1

Cuando la pelota giró hacia mí venía brillosa, como en cámara lenta, en un eje de magia de colores. Era por la década de 1980 en una calle de tierra de La Coronilla.

Mi viejo ya había muerto, en la dictadura, y la economía de la casa era siniestra. Íbamos rumbo al Chuy, a esa frontera seca con precios rendidores de comestibles. Era una excursión mentirosa, un rejuntado de vecinos con el solo objetivo de bagayear yerba, azúcar, aceite y latas.

La memoria tiene cuestiones insólitas, es un espiral implacable que da vueltas y el tiempo no para.

2

La Coronilla era entonces una parada obligatoria del bondi.
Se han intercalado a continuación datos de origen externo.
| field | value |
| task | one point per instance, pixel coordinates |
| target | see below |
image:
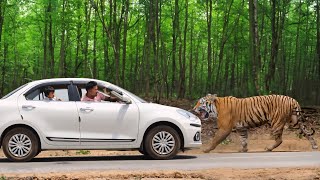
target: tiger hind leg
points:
(243, 134)
(308, 135)
(277, 134)
(217, 139)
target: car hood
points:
(158, 111)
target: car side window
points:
(82, 91)
(60, 93)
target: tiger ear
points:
(211, 97)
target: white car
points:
(30, 124)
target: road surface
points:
(181, 162)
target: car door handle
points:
(86, 109)
(28, 107)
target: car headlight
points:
(188, 115)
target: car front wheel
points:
(20, 145)
(162, 142)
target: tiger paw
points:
(244, 150)
(268, 149)
(207, 150)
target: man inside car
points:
(94, 95)
(49, 94)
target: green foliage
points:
(83, 152)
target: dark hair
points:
(47, 90)
(91, 84)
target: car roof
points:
(63, 79)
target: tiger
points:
(244, 113)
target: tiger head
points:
(206, 107)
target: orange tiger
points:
(243, 113)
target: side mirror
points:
(119, 96)
(126, 100)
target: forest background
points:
(166, 48)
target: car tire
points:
(20, 145)
(162, 142)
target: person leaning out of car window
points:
(49, 94)
(94, 95)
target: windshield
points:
(14, 91)
(116, 88)
(136, 97)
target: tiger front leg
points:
(243, 133)
(277, 134)
(217, 139)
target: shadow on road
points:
(100, 158)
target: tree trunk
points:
(95, 70)
(318, 37)
(274, 45)
(254, 48)
(124, 51)
(191, 58)
(61, 70)
(175, 29)
(182, 89)
(51, 46)
(209, 21)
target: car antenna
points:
(28, 79)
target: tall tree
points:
(254, 43)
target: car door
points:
(107, 123)
(58, 121)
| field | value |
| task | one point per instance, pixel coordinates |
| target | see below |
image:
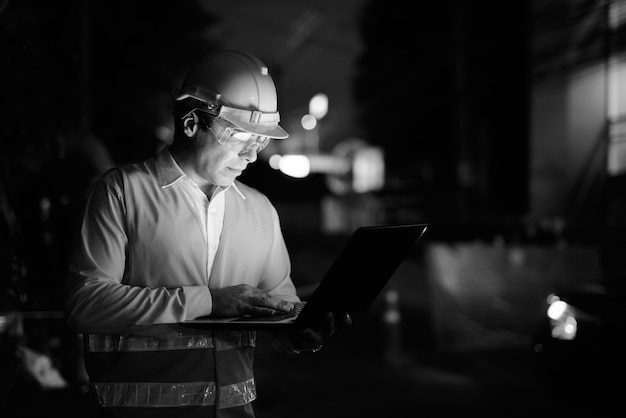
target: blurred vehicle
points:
(579, 346)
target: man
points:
(177, 237)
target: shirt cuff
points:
(198, 301)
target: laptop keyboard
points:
(282, 315)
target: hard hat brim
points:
(273, 131)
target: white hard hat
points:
(237, 87)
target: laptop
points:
(358, 274)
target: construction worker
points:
(178, 237)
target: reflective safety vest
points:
(200, 373)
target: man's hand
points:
(243, 299)
(309, 340)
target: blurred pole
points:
(392, 320)
(85, 66)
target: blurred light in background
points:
(318, 106)
(308, 122)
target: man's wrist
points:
(306, 351)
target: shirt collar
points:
(169, 172)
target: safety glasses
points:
(236, 139)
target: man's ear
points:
(190, 124)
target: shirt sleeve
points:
(97, 300)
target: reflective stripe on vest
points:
(174, 394)
(112, 392)
(97, 343)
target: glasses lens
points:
(257, 143)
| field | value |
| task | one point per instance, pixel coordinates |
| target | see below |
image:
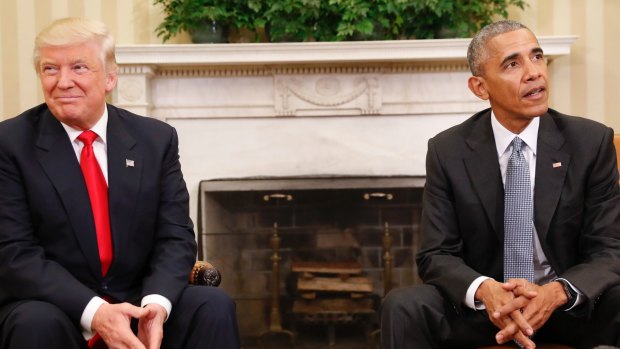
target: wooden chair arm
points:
(205, 274)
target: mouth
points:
(535, 92)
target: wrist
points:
(569, 295)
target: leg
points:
(573, 327)
(419, 317)
(604, 326)
(35, 324)
(204, 317)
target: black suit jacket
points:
(576, 205)
(48, 245)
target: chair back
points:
(617, 144)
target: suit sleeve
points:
(174, 250)
(439, 260)
(25, 270)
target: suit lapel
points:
(124, 171)
(58, 160)
(551, 168)
(484, 173)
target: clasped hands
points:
(519, 308)
(113, 323)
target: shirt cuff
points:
(580, 297)
(86, 320)
(158, 299)
(470, 300)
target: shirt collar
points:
(503, 137)
(100, 128)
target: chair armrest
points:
(205, 274)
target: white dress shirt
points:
(101, 153)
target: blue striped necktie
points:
(518, 217)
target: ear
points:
(110, 80)
(477, 85)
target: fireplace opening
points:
(322, 241)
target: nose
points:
(532, 71)
(65, 79)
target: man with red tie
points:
(96, 242)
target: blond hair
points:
(74, 31)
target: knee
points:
(35, 314)
(212, 302)
(36, 323)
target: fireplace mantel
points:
(313, 52)
(291, 110)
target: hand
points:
(496, 295)
(151, 326)
(536, 310)
(113, 323)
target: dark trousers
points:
(204, 317)
(419, 317)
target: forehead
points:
(83, 52)
(520, 41)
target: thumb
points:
(134, 311)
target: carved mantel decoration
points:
(303, 109)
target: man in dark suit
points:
(56, 291)
(573, 296)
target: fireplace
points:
(323, 122)
(329, 220)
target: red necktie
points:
(98, 193)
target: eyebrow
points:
(515, 55)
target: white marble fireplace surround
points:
(303, 110)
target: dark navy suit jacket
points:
(48, 247)
(576, 205)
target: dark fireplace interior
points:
(324, 222)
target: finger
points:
(134, 311)
(520, 323)
(525, 341)
(507, 333)
(524, 292)
(510, 307)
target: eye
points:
(512, 64)
(80, 68)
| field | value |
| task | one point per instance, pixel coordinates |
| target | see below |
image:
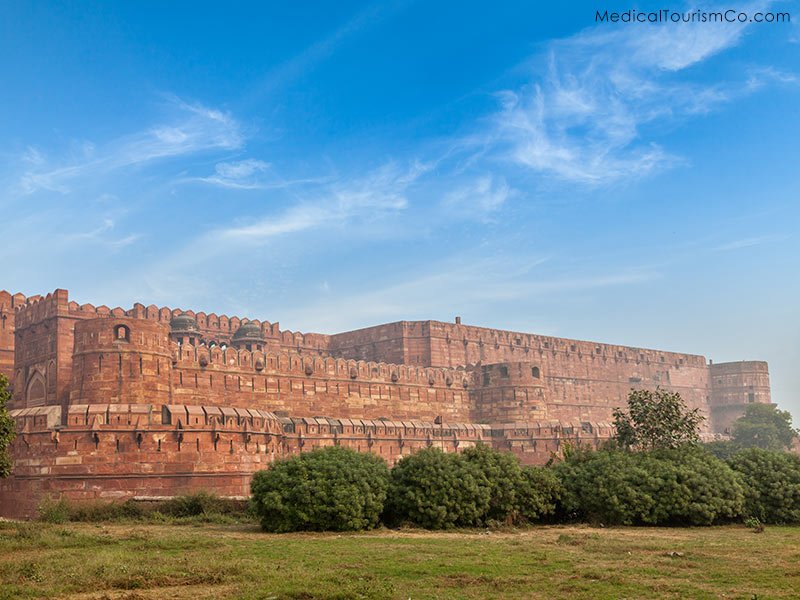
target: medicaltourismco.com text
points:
(666, 15)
El viejo GM ya no era un galgo joven como cuando su escondida figura brillaba en la Organización Nacional de Autobuses, la ONDA. Para volver a su ronroneo rítmico y acelerado de otros tiempos –ahora que en su parabrisas derecho, entre la puerta y la larga palanca de cambios, había un cartel que rezaba “Excursión”– precisaba descanso, como los viajeros que estiraban sus gambas antes de sacar de la bolsa refuerzos de mortadela y alguna flaca milanga de carne picada.
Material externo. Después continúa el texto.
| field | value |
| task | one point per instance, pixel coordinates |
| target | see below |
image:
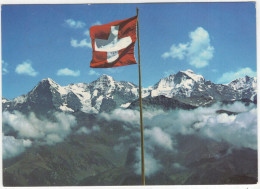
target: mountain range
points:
(195, 132)
(106, 94)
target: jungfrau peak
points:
(106, 94)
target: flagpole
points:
(140, 101)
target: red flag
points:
(113, 43)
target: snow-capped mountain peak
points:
(192, 75)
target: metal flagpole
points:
(140, 102)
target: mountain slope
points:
(106, 94)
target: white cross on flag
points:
(113, 43)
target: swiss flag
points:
(113, 44)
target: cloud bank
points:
(198, 51)
(230, 76)
(4, 67)
(74, 23)
(31, 129)
(161, 129)
(68, 72)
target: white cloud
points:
(68, 72)
(157, 136)
(92, 72)
(83, 43)
(151, 164)
(42, 131)
(4, 67)
(168, 73)
(198, 51)
(179, 51)
(87, 33)
(85, 130)
(96, 23)
(13, 147)
(26, 69)
(75, 24)
(230, 76)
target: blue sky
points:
(217, 40)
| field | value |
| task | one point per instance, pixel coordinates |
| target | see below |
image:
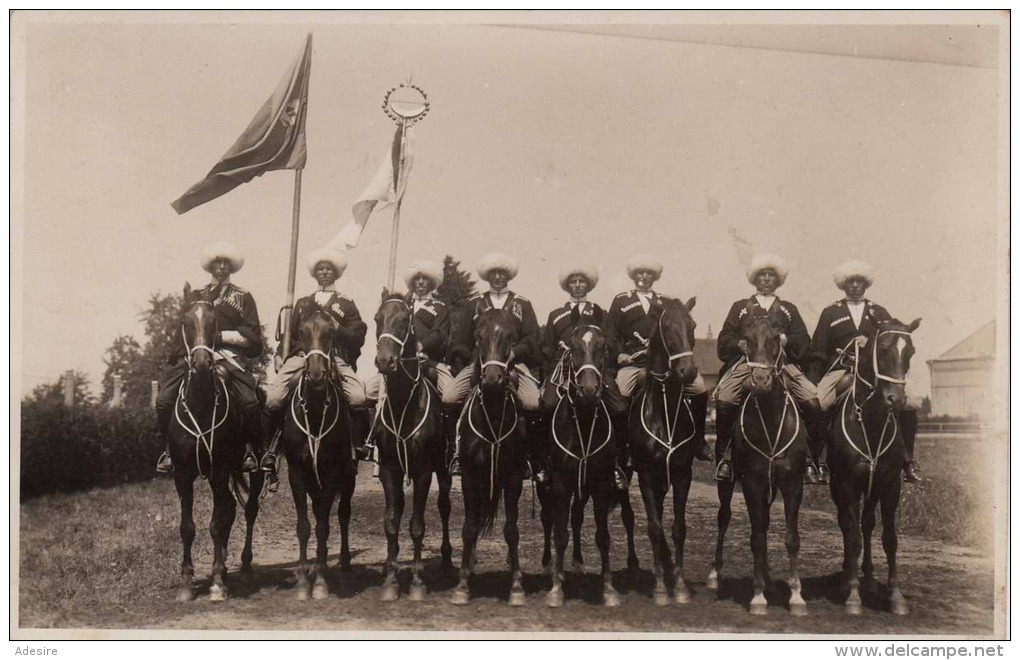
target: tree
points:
(457, 284)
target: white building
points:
(961, 377)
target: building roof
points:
(981, 344)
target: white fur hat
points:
(334, 257)
(497, 261)
(854, 269)
(221, 250)
(424, 267)
(644, 262)
(589, 271)
(763, 261)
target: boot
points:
(450, 416)
(725, 417)
(699, 409)
(908, 425)
(818, 429)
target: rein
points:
(204, 439)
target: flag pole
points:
(292, 269)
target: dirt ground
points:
(949, 589)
Calles de tierra, olor a sal penetrante del mar y un sol de fuego de un destino que seguramente aparecería sumado al Chuy en aquellas fotocopias pegadas con cinta adhesiva a la columna. De ahí se arrancaba la tirita de papel con el número de teléfono del señor del ómnibus, que, cuando no tenía sus manos engrasadas y con olor a gasoil, era el dueño de la empresa de excursiones que hacía salidas familiares al Chuy pasando por la costa atlántica.

En el descanso de la parada se armó un picado rapidísimo en la calle con los viajeros.
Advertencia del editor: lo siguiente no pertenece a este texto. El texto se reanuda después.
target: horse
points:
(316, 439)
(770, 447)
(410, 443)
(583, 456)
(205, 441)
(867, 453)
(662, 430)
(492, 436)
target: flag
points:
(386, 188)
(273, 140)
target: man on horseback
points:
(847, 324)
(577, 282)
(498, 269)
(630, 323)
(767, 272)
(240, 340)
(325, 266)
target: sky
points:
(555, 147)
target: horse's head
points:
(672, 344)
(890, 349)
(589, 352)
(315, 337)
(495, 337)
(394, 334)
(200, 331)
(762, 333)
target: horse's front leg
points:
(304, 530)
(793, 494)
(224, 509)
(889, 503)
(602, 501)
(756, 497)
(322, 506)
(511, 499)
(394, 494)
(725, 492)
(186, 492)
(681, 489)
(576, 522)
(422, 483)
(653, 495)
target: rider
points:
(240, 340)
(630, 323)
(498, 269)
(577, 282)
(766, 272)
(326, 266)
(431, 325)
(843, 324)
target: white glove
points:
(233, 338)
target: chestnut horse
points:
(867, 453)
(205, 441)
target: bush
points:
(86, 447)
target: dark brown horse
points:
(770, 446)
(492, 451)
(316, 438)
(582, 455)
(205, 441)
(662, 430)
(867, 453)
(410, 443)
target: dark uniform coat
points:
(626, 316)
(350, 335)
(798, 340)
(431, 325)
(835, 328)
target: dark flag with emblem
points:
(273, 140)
De la bodega salió una Cinco Aros gastada que había lucido sus gajos blancos y negros en otras calles, otros yuyales, y quizá hasta había corrido en raídas canchitas con arco y todo.

El veterano le pegó con el empeine derecho a la globa, que venía rodando en el aire, seca, brillante como una estrella.

El veterano era el Mono.

Es decir, el Mono, el crack Schubert Gambetta, una leyenda del fútbol uruguayo, un campeón mundial del Maracaná de 1950.

3

¡El Mono Gambetta y la siesta!

Otros soles, otras horas habían visto al Mono Schubert Gambetta abrazarse desesperadamente a la pelota, colgándose de esa globa que era la gloria cuando ella viajaba en el último córner de los brasileños, cuando el inglés pitó el fin del partido y las 200.000 almas de Maracaná no sabían lo que hacía ese portentoso uruguayo que un rato antes le había movido la carrocería al bailarín puntero brasileño como midiendo el aceite. Como ahora, en la calle arenosa de La Coronilla, el chofer empresario de la excursión a la frontera de las mayonesas, guaraná, garotos y kisukos y kichutes medía el del ómnibus con una larga varilla desvestida por una estopa oscura y pegajosa.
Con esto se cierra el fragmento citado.